With a college degree, you’re also likely to earn more. According to CollegeBoard, people between the ages of 25-34 who have a degree make an average of $45,000 a year. People without a degree make an average of $33,000 a year. The catch, however, is that many who have a college degree also have student debt. But, only 3.7% of people with Bachelor’s degrees have defaulted on their student debt, so this isn’t a huge concern.
Networking, networking, networking. I don’t blame you if you’re sick of hearing about how important it is—but it is true. School is ripe with networking opportunities, and is one of the many benefits of a college education. A wide-reaching, supportive network is an asset that you will be able to draw on throughout your life. In fact, simply completing college will grant you into one of the most advantageous kinds of networks: alumni networks. Especially at a big school with an extensive history—you’ll likely have some successful, well-connected alumni to reach out to.
Some networks are harder to embed yourself within—like the networks for certain academic departments or clubs. But with a bit of time and friendliness, you can naturally grow your network very quickly in school. This is a very hard thing to do in the real world. Working straight after your highschool graduation ensures that your network will consist of your coworkers. This is comforting, in a way, but not particularly helpful for trying to build your career beyond a certain company. Of course, there are ways to build a network outside of school—your friends are, after all, your best and most reliable network. But one of the benefits of a college education is that networking is built into the experience.

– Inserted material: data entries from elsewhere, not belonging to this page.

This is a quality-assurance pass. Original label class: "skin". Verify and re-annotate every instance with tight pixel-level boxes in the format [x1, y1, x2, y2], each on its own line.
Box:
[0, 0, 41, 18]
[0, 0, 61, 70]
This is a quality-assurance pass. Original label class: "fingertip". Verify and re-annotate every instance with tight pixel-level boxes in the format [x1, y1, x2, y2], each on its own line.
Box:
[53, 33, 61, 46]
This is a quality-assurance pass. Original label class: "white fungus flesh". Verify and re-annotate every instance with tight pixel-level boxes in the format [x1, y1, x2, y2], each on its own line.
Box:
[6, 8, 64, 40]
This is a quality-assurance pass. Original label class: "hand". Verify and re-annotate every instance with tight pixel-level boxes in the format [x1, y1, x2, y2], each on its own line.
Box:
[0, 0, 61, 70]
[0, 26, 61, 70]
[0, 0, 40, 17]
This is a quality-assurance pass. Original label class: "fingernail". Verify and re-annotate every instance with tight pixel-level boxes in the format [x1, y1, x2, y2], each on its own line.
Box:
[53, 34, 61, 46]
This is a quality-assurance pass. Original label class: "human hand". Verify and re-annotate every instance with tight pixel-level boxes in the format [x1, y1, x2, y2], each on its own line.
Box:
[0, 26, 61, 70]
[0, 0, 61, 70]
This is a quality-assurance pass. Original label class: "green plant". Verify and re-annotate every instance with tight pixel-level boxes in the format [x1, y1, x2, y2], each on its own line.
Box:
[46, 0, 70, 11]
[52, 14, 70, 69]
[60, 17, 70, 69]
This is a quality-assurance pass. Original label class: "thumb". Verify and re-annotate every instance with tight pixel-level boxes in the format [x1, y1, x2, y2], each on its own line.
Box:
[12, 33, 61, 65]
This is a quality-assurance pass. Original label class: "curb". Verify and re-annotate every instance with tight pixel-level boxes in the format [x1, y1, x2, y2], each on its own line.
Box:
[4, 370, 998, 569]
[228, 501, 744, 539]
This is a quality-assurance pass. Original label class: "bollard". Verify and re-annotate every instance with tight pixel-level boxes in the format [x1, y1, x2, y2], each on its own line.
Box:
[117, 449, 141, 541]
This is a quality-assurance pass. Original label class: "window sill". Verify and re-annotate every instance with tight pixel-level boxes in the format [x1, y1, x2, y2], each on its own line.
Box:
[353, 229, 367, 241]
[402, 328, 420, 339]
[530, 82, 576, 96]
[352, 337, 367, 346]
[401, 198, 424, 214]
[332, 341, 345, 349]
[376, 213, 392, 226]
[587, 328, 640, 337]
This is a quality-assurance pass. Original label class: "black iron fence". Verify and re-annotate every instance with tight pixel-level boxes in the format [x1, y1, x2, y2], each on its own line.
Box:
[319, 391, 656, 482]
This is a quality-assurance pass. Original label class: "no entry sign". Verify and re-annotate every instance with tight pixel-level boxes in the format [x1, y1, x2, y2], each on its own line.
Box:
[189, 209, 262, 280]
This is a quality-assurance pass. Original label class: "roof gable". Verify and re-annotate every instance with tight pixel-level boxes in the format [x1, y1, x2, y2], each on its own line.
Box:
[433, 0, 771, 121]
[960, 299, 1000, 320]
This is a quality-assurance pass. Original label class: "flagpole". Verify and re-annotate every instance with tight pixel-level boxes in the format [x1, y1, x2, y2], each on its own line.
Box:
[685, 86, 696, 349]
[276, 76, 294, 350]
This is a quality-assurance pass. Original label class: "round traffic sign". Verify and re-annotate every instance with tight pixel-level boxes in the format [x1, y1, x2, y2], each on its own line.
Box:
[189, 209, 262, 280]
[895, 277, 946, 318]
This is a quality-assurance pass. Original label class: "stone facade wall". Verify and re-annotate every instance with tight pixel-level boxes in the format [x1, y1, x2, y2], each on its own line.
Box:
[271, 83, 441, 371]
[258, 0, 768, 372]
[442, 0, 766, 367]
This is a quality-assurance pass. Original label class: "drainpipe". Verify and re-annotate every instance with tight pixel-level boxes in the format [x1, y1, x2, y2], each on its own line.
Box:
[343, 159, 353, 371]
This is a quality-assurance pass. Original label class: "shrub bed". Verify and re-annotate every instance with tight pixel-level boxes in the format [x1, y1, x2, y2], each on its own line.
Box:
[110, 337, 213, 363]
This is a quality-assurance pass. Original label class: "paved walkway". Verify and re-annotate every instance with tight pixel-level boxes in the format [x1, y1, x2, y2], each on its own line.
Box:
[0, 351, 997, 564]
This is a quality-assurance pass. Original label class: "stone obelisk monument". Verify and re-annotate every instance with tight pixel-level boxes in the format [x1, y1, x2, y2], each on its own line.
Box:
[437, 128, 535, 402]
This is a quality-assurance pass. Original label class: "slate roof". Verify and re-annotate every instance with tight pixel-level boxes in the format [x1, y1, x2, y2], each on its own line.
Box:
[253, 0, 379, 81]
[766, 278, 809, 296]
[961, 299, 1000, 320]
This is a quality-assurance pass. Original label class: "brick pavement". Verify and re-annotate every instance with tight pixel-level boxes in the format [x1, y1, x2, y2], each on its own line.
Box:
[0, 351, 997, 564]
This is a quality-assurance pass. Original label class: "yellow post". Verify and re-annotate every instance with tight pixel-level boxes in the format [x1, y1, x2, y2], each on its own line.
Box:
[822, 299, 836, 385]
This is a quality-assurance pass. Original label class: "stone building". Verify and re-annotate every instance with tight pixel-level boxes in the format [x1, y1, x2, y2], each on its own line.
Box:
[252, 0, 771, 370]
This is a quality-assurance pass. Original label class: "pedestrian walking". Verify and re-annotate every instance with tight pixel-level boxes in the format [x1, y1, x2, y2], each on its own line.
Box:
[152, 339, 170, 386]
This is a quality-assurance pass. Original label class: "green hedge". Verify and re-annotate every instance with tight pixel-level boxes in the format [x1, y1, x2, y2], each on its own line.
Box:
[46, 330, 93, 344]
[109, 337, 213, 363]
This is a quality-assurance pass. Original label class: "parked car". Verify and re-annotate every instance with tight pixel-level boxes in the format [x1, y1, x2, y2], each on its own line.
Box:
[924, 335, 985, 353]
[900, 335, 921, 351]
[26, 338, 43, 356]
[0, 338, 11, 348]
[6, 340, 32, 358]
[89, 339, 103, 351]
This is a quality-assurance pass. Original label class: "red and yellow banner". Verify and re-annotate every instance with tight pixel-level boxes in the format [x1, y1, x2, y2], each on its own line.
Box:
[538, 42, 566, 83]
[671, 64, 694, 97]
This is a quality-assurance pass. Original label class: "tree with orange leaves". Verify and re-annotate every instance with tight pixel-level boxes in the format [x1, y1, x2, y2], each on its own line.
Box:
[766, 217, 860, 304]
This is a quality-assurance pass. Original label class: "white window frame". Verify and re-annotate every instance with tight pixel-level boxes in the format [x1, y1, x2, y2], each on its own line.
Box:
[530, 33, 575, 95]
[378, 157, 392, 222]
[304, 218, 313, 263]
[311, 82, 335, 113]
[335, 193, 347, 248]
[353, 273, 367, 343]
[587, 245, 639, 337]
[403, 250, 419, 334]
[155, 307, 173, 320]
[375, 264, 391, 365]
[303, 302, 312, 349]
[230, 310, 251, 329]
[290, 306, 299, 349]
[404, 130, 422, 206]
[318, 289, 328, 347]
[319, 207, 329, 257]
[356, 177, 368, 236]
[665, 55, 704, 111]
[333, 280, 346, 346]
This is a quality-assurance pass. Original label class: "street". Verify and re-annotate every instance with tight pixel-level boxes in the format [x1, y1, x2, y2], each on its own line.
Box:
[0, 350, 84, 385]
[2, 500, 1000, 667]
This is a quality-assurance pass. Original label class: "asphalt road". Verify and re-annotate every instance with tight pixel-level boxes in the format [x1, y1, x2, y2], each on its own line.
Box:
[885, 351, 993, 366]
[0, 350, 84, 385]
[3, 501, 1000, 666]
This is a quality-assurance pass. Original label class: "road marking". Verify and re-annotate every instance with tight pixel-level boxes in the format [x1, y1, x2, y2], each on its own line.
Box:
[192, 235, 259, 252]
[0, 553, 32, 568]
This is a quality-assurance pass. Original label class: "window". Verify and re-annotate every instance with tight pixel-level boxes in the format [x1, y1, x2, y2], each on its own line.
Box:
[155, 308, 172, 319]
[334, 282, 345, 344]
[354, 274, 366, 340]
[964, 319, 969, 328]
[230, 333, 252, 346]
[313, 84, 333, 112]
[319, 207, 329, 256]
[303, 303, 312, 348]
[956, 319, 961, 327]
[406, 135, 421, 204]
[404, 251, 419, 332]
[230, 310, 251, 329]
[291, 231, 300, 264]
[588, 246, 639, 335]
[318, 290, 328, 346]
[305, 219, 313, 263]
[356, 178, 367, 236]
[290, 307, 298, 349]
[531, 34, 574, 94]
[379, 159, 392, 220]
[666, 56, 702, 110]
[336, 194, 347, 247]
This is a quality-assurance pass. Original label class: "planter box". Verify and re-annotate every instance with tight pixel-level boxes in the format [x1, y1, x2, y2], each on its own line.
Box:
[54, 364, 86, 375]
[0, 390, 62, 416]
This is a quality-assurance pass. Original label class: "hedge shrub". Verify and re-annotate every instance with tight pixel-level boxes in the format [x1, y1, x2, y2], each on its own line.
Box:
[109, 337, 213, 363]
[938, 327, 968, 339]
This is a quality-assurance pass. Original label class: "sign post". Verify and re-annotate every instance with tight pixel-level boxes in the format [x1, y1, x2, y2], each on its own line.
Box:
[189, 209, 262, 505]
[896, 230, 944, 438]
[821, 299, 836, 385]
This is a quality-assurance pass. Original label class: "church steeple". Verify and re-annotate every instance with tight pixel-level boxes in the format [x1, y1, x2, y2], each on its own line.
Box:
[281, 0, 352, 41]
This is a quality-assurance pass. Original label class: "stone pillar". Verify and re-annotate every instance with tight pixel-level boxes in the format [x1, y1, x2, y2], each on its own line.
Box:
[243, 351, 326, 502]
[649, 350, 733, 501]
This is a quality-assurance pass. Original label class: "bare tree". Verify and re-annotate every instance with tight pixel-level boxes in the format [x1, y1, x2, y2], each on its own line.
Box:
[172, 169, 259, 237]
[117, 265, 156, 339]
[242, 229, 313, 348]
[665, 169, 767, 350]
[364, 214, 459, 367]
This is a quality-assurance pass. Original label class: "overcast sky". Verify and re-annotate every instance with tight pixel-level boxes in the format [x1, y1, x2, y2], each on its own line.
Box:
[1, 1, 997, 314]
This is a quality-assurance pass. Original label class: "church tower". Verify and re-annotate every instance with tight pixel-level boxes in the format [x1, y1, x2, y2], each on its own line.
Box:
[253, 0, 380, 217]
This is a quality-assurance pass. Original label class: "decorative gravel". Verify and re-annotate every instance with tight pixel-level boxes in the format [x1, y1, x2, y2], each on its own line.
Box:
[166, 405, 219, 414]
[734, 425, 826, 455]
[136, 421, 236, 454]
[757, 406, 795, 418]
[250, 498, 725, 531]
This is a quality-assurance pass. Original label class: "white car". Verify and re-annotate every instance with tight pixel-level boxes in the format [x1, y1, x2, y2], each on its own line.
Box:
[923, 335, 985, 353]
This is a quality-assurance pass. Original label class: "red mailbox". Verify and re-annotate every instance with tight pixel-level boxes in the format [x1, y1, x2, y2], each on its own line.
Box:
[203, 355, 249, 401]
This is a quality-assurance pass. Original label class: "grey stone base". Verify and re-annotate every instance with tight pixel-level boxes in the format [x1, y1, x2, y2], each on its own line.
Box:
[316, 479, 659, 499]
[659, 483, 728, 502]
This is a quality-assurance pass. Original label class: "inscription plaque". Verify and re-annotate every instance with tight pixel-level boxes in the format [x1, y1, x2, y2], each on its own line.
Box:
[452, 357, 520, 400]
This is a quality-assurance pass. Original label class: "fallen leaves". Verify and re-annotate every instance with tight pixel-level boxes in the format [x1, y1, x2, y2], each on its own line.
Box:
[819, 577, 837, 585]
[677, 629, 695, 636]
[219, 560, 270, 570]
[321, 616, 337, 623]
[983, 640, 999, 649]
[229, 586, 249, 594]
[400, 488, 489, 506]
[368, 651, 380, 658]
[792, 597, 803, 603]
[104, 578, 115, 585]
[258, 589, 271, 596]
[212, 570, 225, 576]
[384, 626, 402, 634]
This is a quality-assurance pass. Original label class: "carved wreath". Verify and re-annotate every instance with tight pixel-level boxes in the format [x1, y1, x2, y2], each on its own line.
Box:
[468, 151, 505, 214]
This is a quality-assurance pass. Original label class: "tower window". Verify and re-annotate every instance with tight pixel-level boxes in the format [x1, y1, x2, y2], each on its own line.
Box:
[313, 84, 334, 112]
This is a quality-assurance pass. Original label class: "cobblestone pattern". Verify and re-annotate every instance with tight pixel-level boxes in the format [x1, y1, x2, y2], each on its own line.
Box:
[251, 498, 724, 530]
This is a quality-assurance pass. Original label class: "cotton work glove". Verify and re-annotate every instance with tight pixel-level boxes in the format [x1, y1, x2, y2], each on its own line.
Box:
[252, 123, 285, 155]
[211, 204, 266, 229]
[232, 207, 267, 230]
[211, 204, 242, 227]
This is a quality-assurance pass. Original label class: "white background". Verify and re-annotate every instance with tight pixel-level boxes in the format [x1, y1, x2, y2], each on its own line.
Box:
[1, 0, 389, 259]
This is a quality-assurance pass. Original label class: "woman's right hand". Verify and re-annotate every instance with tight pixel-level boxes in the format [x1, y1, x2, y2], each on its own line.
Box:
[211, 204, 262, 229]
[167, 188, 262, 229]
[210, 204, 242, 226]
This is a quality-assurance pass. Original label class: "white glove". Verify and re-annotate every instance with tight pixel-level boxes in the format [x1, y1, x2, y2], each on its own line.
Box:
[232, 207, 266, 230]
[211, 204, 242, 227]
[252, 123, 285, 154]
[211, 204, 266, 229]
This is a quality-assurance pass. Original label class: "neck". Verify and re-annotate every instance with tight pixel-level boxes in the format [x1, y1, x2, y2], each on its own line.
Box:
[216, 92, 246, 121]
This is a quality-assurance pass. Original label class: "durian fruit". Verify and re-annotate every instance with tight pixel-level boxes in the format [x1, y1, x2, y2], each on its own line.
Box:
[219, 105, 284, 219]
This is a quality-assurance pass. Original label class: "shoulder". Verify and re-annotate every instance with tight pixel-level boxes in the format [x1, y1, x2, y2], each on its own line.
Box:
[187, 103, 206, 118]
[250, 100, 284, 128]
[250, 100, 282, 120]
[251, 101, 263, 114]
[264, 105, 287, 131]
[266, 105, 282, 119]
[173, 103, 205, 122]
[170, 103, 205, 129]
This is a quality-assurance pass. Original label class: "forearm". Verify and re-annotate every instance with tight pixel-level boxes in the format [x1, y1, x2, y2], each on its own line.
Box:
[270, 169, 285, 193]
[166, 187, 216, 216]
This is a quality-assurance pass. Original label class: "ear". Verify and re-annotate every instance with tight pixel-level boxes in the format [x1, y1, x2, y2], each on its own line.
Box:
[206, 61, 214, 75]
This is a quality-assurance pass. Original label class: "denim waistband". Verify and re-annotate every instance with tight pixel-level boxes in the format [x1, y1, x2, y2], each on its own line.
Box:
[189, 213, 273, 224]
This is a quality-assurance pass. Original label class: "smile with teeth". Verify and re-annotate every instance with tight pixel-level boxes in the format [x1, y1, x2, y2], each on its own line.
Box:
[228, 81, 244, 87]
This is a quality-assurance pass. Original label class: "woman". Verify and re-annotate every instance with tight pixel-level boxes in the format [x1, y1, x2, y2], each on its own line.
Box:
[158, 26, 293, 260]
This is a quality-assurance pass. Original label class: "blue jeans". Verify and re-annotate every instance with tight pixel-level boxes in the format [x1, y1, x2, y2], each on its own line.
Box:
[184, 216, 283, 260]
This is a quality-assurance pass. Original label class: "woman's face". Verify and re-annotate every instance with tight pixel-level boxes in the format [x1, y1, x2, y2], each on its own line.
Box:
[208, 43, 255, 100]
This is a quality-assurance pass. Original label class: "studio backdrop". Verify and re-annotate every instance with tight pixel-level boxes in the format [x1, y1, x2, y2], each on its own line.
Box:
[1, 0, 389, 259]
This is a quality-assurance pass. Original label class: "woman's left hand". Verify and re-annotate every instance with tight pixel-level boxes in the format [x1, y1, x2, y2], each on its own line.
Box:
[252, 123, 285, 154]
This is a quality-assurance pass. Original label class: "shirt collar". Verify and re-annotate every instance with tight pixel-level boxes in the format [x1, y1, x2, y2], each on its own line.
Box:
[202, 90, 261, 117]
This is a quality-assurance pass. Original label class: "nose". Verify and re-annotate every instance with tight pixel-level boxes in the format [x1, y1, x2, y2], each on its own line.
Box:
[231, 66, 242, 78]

One of the most overlooked benefits of college is the fact that it is a time of self-exploration. High school can be a very academically intense, often with many requirements to fill and few electives. College is the opposite—there are of course some requirements—but in general, you have the freedom to try things that have never been available, and to figure out what exactly matters to you. By “You Time” I don’t mean time reserved for pampering or self-care, but for curiosity. Given that colleges often host a large student body with a diverse array of interests, they typically offer a diverse array of courses to match. It’s very possible that you’ll find something in a class that you otherwise would have never even heard of, and that this something could become a lifelong passion. So go on and apply, you’ve got nothing to lose, only to gain.